A los cuatro meses el bebé ya conoce de sobra a los adultos que le cuidan, y disfruta observando lo que ocurre a su alrededor.

Le encanta que le hablen, que jueguen con él y que le respondan cuando intenta comunicarse. Además de sonreír, es capaz de reírse a carcajadas. Reconoce su nombre cuando lo escucha y si le llaman, vuelve la cabeza.

La madre vuelve al trabajo

Muchos bebés con cuatro meses pasan al cuidado de una persona diferente a su madre, que se reincorpora a su trabajo después de las dieciséis semanas de baja maternal.

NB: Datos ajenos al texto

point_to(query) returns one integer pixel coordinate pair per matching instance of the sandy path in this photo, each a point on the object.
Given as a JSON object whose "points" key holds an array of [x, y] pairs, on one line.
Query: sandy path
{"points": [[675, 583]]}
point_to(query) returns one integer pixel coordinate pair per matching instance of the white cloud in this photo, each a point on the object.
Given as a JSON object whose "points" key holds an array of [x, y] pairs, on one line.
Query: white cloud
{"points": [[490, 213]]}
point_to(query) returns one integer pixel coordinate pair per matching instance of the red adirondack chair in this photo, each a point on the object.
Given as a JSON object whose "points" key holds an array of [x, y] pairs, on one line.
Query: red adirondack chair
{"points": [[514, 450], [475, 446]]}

Para las madres puede llegar a ser muy duro tener que dejar a su pequeño bebé en manos ajenas. Conviene planificar este momento con tiempo y pensar bien todas las alternativas de que se disponen. Si se tiene previsto volver al trabajo tras la baja maternal, se puede empezar ya durante el embarazo a valorar dónde y con quién se dejará al bebé. ¿Qué alternativas hay?

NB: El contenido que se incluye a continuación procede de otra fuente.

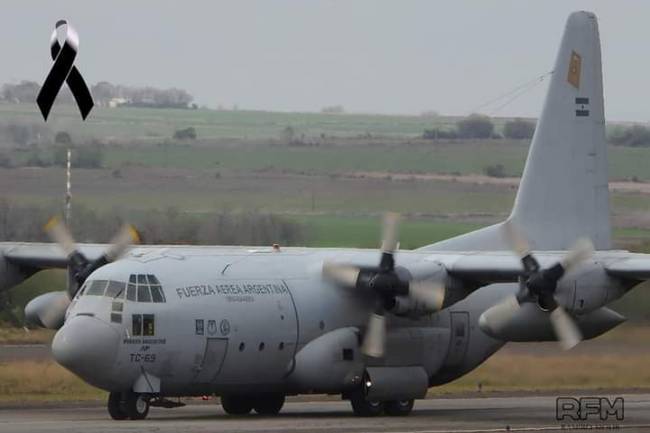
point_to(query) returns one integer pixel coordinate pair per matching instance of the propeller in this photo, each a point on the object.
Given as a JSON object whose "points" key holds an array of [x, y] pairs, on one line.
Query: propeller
{"points": [[80, 266], [540, 285], [48, 310], [386, 283]]}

  • Que sea el padre quien se encargue del bebé cuando la madre trabaje, bien porque sus horarios son compatibles, bien porque está en el paro, bien porque ha solicitado una excedencia.

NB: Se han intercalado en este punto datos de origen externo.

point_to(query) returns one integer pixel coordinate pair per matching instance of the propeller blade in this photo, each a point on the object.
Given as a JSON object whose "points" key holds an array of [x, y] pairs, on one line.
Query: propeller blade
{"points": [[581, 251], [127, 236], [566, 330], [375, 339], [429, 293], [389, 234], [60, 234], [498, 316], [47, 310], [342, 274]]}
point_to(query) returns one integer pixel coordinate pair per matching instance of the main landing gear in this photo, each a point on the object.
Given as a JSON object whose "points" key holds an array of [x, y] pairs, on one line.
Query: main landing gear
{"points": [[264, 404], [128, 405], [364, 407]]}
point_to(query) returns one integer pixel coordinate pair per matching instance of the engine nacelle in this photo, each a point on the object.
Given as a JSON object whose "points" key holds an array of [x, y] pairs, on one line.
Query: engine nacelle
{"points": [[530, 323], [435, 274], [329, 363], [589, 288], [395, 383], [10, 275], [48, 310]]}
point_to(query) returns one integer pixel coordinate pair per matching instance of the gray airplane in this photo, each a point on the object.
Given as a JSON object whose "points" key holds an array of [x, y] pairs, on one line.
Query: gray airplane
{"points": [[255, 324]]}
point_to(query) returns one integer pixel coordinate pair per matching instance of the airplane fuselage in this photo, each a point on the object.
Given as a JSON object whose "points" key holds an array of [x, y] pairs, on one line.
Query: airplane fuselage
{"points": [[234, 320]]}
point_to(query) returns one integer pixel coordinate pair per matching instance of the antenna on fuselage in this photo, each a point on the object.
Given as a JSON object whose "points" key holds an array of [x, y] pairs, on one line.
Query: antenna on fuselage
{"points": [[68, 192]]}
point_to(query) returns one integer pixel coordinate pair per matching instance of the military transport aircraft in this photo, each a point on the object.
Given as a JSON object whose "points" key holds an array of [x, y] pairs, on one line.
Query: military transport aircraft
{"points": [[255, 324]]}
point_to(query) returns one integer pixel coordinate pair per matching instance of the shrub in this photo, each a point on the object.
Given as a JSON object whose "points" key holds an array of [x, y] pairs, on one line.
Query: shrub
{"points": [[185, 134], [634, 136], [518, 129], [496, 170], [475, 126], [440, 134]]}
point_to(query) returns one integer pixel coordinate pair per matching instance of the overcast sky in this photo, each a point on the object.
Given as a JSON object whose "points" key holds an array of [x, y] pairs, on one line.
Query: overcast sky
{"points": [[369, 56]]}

  • Que sean los abuelos, maternos o paternos, los que cuiden del bebé. O bien un familiar cercano, como una tía.

  • Una cuidadora en casa: habrá que hacer una búsqueda activa para conseguir a la candidata ideal. Además de las referencias de otras familias, habrá que hablar mucho para unificar criterios.

  • Una escuela infantil: pueden ser públicas o privadas. Suelen tener lista de espera, a veces hay que solicitar plaza con mucho tiempo de antelación, incluso antes de que nazca el bebé. Durante el primer año, el número máximo de niños es de ocho por educador.

  • Una madre de día: son maestras infantiles con amplia formación y experiencia, que cuidan al bebé en un entorno hogareño, normalmente en su propia casa. Tienen un máximo de tres bebés.

Todas las opciones tienen sus ventajas y sus inconvenientes. La madre y el padre deberán valorarlos, también en función de su situación económica, y elegir la que les haga sentirse mejor.

Desde el punto de vista del bebé, lo ideal es recibir atención personalizada y un sustituto o sustituta de la madre con el que poder establecer un vínculo afectivo. La madre trabajadora puede informarse sobre las opciones que tiene para estar más tiempo junto a su hijo (juntar las horas de lactancia, excedencia, reducción de jornada...).